Upload directory trees to S3 or GS cloud buckets as "submissions". Each submission takes a user assigned
identifier and a human readable name. The cloud location of the submission has the key structure
submissions/{uuid}--{name}/{tree}
.
All uploads are checksummed and verified. Multpart uploads use defined chunk sizes to consistently track compose S3 ETags.

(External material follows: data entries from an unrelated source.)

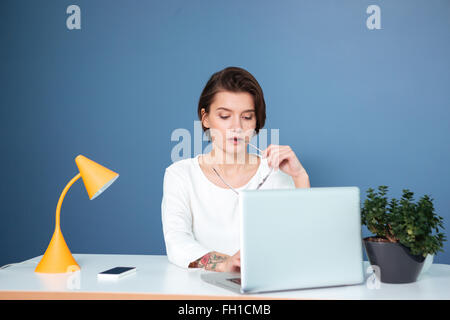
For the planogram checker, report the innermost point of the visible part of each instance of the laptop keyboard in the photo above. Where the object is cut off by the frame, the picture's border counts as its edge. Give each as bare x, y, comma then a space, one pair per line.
235, 280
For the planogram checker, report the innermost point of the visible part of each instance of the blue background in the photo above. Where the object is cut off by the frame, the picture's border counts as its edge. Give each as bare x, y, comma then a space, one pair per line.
359, 107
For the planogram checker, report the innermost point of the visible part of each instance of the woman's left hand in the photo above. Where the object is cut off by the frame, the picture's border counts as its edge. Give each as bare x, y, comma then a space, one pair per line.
283, 157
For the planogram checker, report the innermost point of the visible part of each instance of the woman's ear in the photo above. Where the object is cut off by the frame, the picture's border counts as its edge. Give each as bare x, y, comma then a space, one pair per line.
205, 121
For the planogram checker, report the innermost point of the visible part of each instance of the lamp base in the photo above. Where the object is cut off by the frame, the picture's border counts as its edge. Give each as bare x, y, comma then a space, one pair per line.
57, 258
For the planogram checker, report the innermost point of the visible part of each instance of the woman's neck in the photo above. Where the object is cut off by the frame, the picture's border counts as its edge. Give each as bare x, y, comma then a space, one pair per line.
230, 164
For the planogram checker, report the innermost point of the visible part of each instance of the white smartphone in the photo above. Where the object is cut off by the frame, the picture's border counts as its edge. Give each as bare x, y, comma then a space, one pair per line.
115, 273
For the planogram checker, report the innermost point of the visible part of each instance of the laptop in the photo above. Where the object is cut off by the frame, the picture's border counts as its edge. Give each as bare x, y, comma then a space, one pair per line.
296, 239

pip install git+https://github.com/DataBiosphere/ssds
Make a new submission
ssds staging upload --submission-id my_submission_id --name my_cool_submission_name /local/path/to/my/submission
Update an existing submission
ssds staging upload --submission-id my_existing_submission_id /local/path/to/my/submission
List all staging submissions
ssds staging list
List contents of a staging submission
ssds staging list-submission --submission-id my_submission_id
The above commands can target staging deployments other than the default with the --deployment
argument.
Available deployments can be listed with
ssds deployment list-staging
and
ssds deployment list-release
Submissions can be synced between staging deployments with
ssds staging sync --submission-id my_existing_submission_id --dst-deployment my_dst_deployment
For working with requester pays Google Storage buckets, the billing project is specified by setting the
environment variable GOOGLE_PROJECT
, e.g.
export GOOGLE_PROJECT="my-gcp-billing-project"
Run tests with
make test
If mypy
linting fails, you may need to run
mypy --install-types
Many tests require access to test buckets listed in ssds/deployment.py
.
These buckets are in the pangenomics
AWS account.
Be sure to configure your S3 and GS credentials have access.
Project home page GitHub
Please report bugs, issues, feature requests, etc. on GitHub.
1super, splendidly, serendipitous, sometimes, sporadically, etc.